Being Milne, the novel is also very funny. I recognise that AAM is an acquired taste – some find the whimsy a trifle sickening, whereas I find it delightful and clever. Two People isn’t the most representative of Milne’s work (I’d look towards The Sunny Side for an in-print example, from Snow Books) but I do encourage you to seek it out. Milne’s non-children’s work is seriously underrated, and I loved this novel upon re-reading it. Bright but also with a serious undertone – and possibly the nearest thing Milne wrote to an autobiography of his marriage, since his actual autobiography It’s Too Late Now rather skirted around it.
Here’s a scene which illustrates the perils-facing-a-writer strand, and the humour (they’re at a tennis party):
“Fella in the Sixtieth out in Inida with me wrote a book,” said Colonel Rudge suddenly.
“Oh?” said Reginald
“Fact,” said the Colonel. “Fella in the Sixtieth.”
Reginald waited for the rest of the story, but it seemd that that was all. The Colonel was simply noting the coincidence of somebody over here writing a book and somebody in India also writing a book.
“Tranter, that was the fella,” came from his right. “Expect you know him.”
Reginal awoke and said that he was afraid he didn’t. (Why ‘afraid’, he wondered.
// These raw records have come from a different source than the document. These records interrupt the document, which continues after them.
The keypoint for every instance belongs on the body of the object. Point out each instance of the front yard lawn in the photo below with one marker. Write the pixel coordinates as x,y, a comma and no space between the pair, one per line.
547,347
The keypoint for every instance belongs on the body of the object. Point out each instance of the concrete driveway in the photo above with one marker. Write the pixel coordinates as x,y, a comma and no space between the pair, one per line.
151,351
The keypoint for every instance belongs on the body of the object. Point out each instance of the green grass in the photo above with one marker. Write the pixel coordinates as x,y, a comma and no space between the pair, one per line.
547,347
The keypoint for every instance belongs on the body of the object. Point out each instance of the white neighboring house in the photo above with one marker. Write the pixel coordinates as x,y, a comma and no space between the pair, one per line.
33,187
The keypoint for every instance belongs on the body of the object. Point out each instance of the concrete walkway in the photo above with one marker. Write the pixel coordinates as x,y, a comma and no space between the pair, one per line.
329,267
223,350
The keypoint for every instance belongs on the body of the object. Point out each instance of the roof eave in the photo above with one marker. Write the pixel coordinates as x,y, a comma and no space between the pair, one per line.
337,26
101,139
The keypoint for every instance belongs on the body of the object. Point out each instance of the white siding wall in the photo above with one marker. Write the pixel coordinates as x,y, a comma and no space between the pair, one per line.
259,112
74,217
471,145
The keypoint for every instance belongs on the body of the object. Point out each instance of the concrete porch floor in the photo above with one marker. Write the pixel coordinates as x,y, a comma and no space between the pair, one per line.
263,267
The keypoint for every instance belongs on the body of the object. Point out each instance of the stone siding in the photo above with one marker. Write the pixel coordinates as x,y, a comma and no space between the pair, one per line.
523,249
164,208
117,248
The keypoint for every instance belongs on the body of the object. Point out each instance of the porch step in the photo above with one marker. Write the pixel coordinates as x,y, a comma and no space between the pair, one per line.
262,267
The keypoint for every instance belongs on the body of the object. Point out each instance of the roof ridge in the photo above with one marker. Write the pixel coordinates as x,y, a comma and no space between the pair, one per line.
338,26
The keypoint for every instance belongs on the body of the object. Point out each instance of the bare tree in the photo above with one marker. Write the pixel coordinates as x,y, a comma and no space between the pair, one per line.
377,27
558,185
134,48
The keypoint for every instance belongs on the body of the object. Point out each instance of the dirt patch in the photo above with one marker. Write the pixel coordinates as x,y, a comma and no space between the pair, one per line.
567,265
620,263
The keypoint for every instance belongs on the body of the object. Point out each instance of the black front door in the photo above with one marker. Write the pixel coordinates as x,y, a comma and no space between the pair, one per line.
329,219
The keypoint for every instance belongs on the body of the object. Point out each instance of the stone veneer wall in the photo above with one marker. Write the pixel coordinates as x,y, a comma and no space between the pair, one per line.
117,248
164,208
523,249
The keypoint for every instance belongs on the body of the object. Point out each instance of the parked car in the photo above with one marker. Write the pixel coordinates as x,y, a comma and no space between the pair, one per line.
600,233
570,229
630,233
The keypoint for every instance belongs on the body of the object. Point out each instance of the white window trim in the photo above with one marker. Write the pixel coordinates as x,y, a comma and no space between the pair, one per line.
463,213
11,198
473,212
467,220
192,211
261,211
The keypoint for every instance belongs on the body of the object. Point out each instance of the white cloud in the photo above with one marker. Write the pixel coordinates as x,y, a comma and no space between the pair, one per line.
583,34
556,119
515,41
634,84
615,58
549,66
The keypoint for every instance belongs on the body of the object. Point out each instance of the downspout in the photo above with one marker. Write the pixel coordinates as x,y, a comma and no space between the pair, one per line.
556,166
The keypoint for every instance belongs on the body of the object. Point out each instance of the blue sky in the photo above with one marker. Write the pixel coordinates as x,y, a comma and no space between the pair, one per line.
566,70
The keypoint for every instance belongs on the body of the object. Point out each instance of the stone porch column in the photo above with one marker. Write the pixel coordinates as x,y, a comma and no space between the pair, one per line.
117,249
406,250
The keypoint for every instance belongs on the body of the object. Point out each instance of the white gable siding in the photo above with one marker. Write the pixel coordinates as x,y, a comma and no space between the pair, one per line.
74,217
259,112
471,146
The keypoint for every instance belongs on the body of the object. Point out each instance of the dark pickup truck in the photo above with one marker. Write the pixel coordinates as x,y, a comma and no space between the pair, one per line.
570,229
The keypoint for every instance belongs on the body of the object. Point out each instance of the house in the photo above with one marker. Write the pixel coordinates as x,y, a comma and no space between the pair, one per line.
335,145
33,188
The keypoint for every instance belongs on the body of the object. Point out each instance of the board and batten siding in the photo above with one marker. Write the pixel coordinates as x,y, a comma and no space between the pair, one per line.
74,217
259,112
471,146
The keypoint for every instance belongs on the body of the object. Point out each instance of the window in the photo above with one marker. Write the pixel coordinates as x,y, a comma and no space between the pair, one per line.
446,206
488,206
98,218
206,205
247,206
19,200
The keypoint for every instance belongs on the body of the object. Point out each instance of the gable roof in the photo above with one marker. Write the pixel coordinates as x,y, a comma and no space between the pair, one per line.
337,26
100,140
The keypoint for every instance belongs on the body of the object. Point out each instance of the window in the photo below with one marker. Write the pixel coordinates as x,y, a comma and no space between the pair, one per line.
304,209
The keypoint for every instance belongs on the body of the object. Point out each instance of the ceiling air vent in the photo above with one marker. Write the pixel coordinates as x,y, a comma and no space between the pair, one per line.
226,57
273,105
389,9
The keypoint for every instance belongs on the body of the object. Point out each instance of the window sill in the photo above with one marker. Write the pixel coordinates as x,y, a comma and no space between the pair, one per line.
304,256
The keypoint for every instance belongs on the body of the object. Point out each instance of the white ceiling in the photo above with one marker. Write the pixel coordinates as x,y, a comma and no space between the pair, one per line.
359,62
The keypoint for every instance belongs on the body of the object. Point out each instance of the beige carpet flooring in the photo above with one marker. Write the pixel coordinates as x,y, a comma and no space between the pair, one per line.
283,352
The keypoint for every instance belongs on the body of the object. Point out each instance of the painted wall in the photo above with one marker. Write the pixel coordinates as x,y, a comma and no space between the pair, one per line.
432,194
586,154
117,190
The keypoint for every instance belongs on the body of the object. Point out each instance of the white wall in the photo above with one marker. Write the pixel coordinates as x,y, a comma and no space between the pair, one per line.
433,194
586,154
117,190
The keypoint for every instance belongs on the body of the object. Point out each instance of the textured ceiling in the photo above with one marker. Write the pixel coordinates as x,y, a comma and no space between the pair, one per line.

Afraid of what?)
“Well, he wrote a book,” said the Colonel stubbornly. “Forget what it was called.”
“What d’you say your book was called?” said the Colonel, evidently hoping that this would give a clue to the title of Tranter’s book.
“Bindweed,” grunted Reginald, feeling suddenly ashamed of it.
“Bindweed!” (What the devil does it matter, he thought angrily.)
“Ah!… No, that wasn’t it. Bindweed,” said Colonel Rudge, pulling at his moustache. “That’s the stuff that climbs up things, what? Gets all over the garden.”
“Thought so. […] Sort of gardening book, what?” said Colonel Rudge.
“What?… Oh… No.”
“It is the stuff I mean, isn’t it?”
“What I said. Climbs up things. Gets all over the garden?”
“Oh yes, yes. Always!”
“What d’you say it was called? This stuff?”
“Yes. And what d’you say your book was called?”
“That’s right,” said the Colonel fretfully. “That’s what I said.”
This, thought Reginald, is one of the interesting people brought down from London who want to talk to me about my book.